No. We don’t need “a new politics” or “an accent of the mind”.
What we in Scotland need is a plan to restore our nation-state status. That is, a path that leads us step by step from where we are now and finishes at the stage where the Union is ended. Those parties advocating for Independence need to adopt that common process in their manifestos at election time.
Then it becomes real for people and grabs their attention.
Until then it’s just words, a means to garner votes for bench-warming purposes.
hmm, ahd nivir heard this phrase ‘accent ae the mind’ wid it be permissible ae me tae type in the accent that is in ma heid or am ah likely tae be scolded oan these virri pages fur no typin in the anglaise
It’s just a phrase.
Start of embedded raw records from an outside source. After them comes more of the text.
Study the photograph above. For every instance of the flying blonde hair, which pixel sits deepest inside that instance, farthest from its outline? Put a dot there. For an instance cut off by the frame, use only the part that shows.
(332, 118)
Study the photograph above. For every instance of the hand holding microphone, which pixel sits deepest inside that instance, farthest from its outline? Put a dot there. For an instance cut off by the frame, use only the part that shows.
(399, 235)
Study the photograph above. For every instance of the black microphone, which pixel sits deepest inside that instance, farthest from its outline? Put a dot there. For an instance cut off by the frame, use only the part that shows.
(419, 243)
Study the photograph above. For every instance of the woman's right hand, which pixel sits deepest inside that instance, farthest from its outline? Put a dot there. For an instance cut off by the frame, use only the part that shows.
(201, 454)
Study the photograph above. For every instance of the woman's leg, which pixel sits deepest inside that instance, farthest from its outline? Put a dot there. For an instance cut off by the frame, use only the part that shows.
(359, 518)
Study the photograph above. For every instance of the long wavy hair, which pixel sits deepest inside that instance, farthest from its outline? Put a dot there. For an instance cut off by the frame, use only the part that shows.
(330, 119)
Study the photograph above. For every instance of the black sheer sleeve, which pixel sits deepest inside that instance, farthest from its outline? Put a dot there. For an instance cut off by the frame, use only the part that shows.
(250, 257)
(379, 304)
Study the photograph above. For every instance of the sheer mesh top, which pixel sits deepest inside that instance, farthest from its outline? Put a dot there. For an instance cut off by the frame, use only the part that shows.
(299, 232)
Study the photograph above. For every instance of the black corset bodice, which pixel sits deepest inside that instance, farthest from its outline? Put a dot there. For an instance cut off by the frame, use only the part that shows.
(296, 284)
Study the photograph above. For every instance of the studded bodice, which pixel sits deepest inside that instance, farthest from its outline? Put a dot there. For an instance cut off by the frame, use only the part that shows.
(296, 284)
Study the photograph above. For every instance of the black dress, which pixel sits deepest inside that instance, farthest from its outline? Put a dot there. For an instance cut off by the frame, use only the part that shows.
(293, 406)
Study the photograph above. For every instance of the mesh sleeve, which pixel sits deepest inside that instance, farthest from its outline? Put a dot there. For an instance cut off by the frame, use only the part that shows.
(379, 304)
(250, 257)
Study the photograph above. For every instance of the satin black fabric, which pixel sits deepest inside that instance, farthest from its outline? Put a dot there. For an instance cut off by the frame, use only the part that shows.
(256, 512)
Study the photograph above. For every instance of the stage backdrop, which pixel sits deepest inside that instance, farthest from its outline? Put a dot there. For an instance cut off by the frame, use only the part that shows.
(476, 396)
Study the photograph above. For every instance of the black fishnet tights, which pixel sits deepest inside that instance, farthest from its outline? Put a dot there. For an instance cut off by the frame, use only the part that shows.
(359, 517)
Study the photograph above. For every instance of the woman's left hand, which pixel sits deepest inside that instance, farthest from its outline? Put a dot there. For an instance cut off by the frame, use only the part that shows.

Trying to remember where I heard it. Sorry it’s offended people somehow
hasn’t offended me at all, I did a wee google search and it landed me in Rab Wilson’s direction, which was no bad thing
WE do need a plan to restore our nation-state status Duncanio I agree. But I also think we need a new politics A > B.
If you want to engage people give them something they can actually relate to and focus on.
A plan for restoring Scotland’s full self-government achieves that.
Ordinary folk People aren’t interested in a “new politics”. It’s too nebulous. Only the chattering classes deem it relevant.
I think people are allowed to think.
That’s a glib comment
‘In order to resist Reform, there needs to be a counterpoint which is also about real change and disruption.’
The electoral evidence of the last decade in Scotland is that this ‘counterpoint’ simply does not exist. There is, to all intents and puroposes, no party of the left seeking power, even at Holyrood – where proportional representation can give parties with a few MSPs disproportionate influence.
That is true, Florian Albert. But it’s not just about party politics, but also about a broader social movement within civil society that might challenge the current stasis.
Across Europe and North America, what are loosely termed ‘populists’ have risen to prominence in the past decade. They have done this by success in elections; not via street politics. Electoral success gives them legitimacy. ‘Broader social movements’ simply do not confer political legitimacy in the way electoral success does. In a democracy, the failure to participate in elections is a demonstration of weakness.